Cheating On AI Agent Evaluations

By Maia Hamin and Benjamin Edelman

AI evaluations are designed to assess and compare how AI models perform on different tasks. Developers, users, and independent evaluators — like the Center for AI Standards and Innovation (CAISI) — can use evaluations to track trends in model capabilities and inform decisions about real-world use.

Agent evaluations test whether models can use tools in a multi-turn feedback loop to solve complex problems like debugging software or uncovering cybersecurity vulnerabilities. They allow evaluators to measure new and increasingly economically valuable capabilities, but also bring new methodological challenges — including, as CAISI and other evaluators have found, the risk that AI agents can use their tools to cheat.

As part of our mission, CAISI both directly evaluates AI models and seeks to advance best practices for AI measurement science. To improve our evaluations, we built an AI transcript analysis tool to search through our historical evaluation transcripts for cheating. To support the development of stronger ecosystem practices, the following pages share examples that we uncovered and suggests takeaways that may help other evaluators reduce the incidence and impact of evaluation cheating.

Using our transcript analysis tool, we found several examples of how models were able to successfully cheat on agentic coding and cyber benchmarks, including:

• Models using the internet to find walkthroughs and answers for cyber capture-the-flag challenges
• Models using generic denial-of-service attacks to crash servers on cyber tasks instead of exploiting intended vulnerabilities
• Models cheating on coding benchmarks by looking up more recent code versions, disabling assertions, and adding test-specific logic.

We bucket these examples into two categories of cheating risks: solution contamination, where a model accesses information that improperly reveals the solution to an evaluation task; and grader gaming, where a model exploits a gap or misspecification in an evaluation’s automated scoring system to craft a solution that scores highly without fulfilling the “spirit” of the intended task.

In general, we define evaluation cheating as:

when an AI model exploits a gap between what an evaluation task is intended to measure and its implementation, solving the task in a way that subverts the validity of the measurement.

This definition focuses on the problem that cheating creates for evaluation validity: if models can exploit implementation loopholes to score higher without actually improving at the skills an evaluation is intended to measure, it degrades the value of that measurement for decisions about real-world adoption. As models become increasingly adept problem-solvers, they may be able to find new successful cheating strategies, and detecting and preventing cheating may become increasingly important for the validity and comparability of evaluation results.

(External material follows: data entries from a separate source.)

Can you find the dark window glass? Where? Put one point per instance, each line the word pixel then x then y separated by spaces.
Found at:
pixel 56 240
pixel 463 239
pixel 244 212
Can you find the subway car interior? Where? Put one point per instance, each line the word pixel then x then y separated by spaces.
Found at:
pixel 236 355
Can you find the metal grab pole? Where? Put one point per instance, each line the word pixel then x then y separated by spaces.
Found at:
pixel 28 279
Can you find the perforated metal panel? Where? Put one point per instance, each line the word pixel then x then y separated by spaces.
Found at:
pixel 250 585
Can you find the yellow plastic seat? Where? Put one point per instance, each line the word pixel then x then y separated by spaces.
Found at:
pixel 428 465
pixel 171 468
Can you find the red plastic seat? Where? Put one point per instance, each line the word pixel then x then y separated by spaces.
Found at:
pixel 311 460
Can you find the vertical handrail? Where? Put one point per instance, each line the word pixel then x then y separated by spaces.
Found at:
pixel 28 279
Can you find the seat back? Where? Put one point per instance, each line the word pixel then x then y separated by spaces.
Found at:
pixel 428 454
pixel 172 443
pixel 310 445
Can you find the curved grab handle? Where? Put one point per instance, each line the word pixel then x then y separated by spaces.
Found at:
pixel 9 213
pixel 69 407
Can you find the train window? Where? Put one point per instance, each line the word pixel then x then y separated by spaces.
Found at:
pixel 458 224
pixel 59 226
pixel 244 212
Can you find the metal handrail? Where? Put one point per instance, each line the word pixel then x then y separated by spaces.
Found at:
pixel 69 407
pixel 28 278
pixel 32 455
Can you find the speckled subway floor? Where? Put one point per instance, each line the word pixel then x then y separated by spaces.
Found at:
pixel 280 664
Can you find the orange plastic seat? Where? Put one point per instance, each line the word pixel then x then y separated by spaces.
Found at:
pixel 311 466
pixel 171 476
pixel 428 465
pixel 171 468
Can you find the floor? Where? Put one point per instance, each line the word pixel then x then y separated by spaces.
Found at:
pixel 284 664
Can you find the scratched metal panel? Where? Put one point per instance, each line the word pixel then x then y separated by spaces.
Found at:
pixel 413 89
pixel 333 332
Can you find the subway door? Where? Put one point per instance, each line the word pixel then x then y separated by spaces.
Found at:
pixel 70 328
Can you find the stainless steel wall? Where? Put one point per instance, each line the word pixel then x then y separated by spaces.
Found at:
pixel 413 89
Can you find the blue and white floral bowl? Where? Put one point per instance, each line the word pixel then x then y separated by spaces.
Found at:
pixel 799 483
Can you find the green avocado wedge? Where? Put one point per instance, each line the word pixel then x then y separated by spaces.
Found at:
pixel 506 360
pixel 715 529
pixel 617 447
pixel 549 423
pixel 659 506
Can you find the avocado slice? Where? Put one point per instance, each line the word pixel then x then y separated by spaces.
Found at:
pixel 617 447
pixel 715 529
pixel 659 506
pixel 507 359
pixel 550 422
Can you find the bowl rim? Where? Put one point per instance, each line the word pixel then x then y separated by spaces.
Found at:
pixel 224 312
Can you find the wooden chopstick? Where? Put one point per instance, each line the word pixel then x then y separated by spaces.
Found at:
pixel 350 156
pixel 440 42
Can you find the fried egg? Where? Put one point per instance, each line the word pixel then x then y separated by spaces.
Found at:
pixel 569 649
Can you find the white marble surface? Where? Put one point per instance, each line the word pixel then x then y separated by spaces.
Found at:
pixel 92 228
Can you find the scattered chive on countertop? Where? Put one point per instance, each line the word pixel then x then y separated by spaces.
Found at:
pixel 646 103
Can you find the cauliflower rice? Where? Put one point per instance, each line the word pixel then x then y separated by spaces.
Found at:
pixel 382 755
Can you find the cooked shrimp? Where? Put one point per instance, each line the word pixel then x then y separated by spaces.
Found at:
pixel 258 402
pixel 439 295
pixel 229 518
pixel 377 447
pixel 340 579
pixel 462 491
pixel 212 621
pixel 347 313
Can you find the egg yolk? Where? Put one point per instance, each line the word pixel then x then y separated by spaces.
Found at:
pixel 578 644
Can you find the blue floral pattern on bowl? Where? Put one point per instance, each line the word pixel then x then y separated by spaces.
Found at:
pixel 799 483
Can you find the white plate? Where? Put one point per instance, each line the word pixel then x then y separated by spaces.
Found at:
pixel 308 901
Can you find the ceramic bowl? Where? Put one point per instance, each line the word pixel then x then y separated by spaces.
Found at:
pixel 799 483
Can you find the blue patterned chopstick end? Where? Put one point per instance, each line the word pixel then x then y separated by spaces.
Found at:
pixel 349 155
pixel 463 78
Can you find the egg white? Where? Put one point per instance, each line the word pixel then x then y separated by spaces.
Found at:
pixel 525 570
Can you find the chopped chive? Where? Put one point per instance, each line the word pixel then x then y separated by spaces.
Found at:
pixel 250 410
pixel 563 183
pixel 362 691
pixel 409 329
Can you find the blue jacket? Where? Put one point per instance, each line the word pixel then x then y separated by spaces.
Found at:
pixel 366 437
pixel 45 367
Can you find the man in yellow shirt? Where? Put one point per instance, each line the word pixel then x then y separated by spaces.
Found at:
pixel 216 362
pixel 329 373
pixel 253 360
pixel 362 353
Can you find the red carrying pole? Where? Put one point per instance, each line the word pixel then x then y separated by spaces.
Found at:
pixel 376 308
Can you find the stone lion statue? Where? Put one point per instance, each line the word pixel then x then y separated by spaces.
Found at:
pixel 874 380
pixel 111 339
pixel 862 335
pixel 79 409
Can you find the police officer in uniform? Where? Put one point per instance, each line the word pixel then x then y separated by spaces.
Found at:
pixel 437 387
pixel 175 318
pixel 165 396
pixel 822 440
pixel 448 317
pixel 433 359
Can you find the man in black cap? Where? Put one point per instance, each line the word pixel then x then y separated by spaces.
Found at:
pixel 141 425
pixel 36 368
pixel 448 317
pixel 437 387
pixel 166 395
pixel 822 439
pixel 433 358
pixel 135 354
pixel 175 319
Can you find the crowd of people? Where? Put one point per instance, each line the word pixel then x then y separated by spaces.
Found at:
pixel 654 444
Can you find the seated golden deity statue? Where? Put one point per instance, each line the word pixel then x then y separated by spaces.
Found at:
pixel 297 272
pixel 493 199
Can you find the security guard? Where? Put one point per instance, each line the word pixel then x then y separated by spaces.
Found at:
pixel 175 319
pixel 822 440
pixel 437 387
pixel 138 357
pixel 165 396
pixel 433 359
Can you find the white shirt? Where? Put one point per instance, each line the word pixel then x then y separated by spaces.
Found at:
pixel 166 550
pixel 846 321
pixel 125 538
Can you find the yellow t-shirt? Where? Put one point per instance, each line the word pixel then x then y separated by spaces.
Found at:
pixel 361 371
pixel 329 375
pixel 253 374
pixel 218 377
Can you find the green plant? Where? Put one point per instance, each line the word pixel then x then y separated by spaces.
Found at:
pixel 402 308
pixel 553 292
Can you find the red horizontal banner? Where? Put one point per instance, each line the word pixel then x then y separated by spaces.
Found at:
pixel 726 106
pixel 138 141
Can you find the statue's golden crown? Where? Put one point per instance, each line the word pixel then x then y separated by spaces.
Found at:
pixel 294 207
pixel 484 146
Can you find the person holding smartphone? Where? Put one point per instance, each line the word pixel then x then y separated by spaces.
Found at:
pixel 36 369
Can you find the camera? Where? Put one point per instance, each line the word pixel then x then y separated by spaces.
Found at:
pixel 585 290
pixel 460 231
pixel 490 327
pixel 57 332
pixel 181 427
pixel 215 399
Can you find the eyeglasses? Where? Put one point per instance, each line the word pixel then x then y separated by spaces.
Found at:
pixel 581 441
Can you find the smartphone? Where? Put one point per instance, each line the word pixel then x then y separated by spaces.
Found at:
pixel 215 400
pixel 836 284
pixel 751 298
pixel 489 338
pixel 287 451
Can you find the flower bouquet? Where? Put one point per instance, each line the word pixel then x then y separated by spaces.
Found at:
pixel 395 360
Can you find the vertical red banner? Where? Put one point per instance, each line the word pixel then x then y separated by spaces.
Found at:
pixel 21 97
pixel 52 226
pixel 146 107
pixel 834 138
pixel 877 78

Based on lessons we learned through this process, we share some preliminary suggested practices for other evaluators and benchmark designers interested in addressing evaluation cheating, including:

• Review evaluation transcripts for cheating, including by leveraging AI transcript analysis tools that can help scale human review processes.
• Prevent cheating by closing task design loopholes and setting clear rules in task prompts in order to make model comparisons more accurate and fair.
• Standardize benchmark-specific expectations about agent affordances and restrictions to help evaluators create more comparable evaluation results, including by making it easier to catch and prevent cheating.